Prisoners win big payouts for parole delays

A backlog in sentence reviews has led to compensation claims of up to £9,000 each

Murderers, rapists and kidnappers have received compensation totalling hundreds of thousands of pounds from the Government after complaining that delays in their parole hearings breached their human rights.

The Parole Board has admitted that a backlog of cases has forced it to pay out more than £300,000 in the past three years to compensate scores of prisoners for "distress" caused by the delays.

The total bill for compensation in 2012 was more than £100,000 and includes a £9,000 payout to a murderer who sued the authorities when they missed the deadline for deciding whether he should be freed on parole.

The Parole Board yesterday blamed the soaring costs on the increased workload caused by Imprisonment for Public Protection (IPP) sentences introduced in 2003. But a Conservative MP said the figures were "an indictment" of the justice system. "The public will be astonished that people like murderers and rapists can make a profit from proceedings designed to help them get out of prison early," said the Shipley MP Philip Davies. "This is not about wrongful imprisonment."

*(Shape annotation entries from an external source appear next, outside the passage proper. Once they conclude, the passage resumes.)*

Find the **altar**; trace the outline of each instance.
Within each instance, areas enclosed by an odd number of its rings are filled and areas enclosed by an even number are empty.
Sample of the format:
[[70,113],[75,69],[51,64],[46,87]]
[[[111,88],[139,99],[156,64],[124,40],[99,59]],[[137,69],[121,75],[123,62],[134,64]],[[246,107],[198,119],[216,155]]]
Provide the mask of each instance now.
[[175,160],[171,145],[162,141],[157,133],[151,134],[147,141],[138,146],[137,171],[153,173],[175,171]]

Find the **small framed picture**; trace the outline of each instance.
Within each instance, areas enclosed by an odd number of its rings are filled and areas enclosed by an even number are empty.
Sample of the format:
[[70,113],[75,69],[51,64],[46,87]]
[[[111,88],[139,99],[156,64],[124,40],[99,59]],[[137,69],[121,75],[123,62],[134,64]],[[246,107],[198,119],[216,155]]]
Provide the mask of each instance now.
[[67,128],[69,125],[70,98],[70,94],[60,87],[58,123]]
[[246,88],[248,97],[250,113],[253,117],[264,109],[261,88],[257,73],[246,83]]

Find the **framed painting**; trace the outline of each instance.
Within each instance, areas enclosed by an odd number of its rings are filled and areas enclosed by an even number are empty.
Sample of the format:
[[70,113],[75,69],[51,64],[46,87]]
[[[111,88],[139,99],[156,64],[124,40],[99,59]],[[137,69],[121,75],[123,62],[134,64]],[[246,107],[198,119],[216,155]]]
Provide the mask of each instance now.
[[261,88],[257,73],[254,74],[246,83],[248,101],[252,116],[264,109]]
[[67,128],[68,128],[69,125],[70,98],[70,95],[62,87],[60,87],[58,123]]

More than 6,000 people in English jails are serving IPPs, introduced for a range of violent and sexual offences. Courts must set a tariff reflecting the seriousness of the crime, and once this has expired the Parole Board has to consider them on a regular basis for release on licence.

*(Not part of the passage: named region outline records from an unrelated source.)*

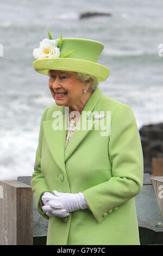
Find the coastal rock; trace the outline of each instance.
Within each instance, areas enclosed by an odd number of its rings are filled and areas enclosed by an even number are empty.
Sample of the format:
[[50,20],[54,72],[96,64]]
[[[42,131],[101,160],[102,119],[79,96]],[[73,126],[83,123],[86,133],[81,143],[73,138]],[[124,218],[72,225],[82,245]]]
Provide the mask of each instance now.
[[91,17],[93,17],[95,16],[111,16],[111,15],[112,14],[110,13],[89,11],[87,13],[83,13],[82,14],[80,14],[79,19],[90,18]]
[[144,172],[152,173],[152,157],[163,157],[163,123],[143,125],[139,130],[144,157]]

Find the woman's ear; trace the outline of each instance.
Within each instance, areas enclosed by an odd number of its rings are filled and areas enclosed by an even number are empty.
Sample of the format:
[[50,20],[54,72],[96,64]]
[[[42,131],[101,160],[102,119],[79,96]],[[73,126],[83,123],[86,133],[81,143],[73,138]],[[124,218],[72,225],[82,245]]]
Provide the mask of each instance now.
[[92,82],[91,77],[90,77],[87,80],[85,81],[85,84],[87,88],[89,88]]

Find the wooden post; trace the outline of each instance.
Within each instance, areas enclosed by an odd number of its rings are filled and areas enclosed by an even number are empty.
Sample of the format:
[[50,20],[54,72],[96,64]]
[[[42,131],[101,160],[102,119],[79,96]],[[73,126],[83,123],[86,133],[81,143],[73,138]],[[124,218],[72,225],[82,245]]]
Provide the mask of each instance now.
[[33,245],[33,215],[30,186],[0,181],[0,245]]
[[151,176],[163,176],[163,157],[152,157]]
[[163,176],[151,176],[153,189],[163,218]]

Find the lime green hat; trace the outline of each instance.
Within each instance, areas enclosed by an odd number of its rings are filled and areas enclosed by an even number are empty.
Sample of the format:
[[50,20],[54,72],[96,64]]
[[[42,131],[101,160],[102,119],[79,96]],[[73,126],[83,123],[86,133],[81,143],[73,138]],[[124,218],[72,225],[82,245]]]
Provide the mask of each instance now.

Ministers admitted last year that the average interval between an IPP sentence being referred to the Parole Board for a review and the case being heard – scheduled to be six months – had stretched to seven and a half months. The delays sparked an avalanche of compensation claims under the European Convention on Human Rights, from prisoners claiming their reviews had been unfairly delayed.

Samuel Sturnham, who was jailed for manslaughter in 2007 after killing a man in a pub brawl, won £300 at the High Court after he claimed waiting for his parole review had caused him "anxiety and distress". The parole hearing, when it was eventually held, refused to let him out of prison.

Almost 80 criminals, half of them convicted killers, have received sums ranging from £300 to £9,000 in the past three years, according to figures obtained under freedom of information legislation. In 2010, there were 23 successful claims, amounting to £54,100; in 2011, the totals rose to £156,500, shared between 26 claimants; and last year a record 30 prisoners received £102,550. The successful claimants included 38 murderers, seven rapists and five people serving time for manslaughter.

Jeremy Wright, the Justice minister, said: "We are working closely with the Parole Board to reduce delays to parole hearings. We have increased the number of panel members by 100 in the last five years and doubled the number of hearings heard each month since 2009.

"We are currently piloting video-link hearings to increase speed and efficiency, and replacing the widely criticised and complex IPP scheme with a new regime of tough, determinate sentences."